Out of the Box Packages > UiPath > UiPath Document Understanding
These are Out of the box Machine Learning Models to classify and extract any commonly occurring data points from Semi-structured or Unstructured documents, including regular fields, table columns and classification fields in a template-less approach.
Document Understanding contains multiple ML Packages split into 4 main categories:
UiPath Document OCR
This is a non-retrainable model which can be used with the UiPath Document OCR Engine Activity as part of the Digitize Document Activity. In order to be used it must first be made public so that a URL can be copy-pasted into the Document OCR Engine activity.

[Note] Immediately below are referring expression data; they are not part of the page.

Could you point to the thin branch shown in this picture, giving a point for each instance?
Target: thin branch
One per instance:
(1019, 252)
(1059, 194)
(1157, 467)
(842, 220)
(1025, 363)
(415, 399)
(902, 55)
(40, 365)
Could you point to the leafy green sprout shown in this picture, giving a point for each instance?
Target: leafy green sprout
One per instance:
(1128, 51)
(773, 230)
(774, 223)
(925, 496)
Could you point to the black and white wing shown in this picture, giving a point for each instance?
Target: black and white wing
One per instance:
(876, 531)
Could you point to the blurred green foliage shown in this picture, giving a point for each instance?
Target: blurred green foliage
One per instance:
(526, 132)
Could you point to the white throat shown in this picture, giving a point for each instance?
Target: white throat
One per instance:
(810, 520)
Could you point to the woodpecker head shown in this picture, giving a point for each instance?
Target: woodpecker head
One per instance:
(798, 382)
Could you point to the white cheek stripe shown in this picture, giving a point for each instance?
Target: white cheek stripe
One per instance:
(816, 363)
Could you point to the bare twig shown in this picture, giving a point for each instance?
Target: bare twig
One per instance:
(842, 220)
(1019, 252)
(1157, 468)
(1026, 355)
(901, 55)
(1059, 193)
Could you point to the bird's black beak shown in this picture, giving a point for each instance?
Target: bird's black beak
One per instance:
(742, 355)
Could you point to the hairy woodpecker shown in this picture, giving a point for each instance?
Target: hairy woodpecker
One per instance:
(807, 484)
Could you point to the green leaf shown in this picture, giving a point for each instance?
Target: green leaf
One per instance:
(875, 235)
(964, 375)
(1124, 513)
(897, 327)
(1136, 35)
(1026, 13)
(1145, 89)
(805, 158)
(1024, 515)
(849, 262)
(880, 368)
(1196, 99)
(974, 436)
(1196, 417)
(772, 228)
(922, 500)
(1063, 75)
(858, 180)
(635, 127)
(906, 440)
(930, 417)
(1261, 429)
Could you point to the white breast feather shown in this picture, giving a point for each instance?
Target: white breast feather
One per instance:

This is a generic, retrainable model for extracting any commonly occurring data points from any type of structured or semi-structured documents, building a model from scratch. This ML Package must be trained. If deployed without training first, deployment will fail with an error stating that the model is not trained.
Out of the box Pre-Trained ML Models
These are retrainable ML Packages that hold the knowledge of different Machine Learning Models.
These ML Packages can be customized to extract additional fields or support additional languages using Pipeline runs. Using state-of-the-art transfer learning capabilities, this model can be retrained on additional labelled documents and tailored to specific use-case or expand it for additional Latin, Cyrillic or Greek languages support.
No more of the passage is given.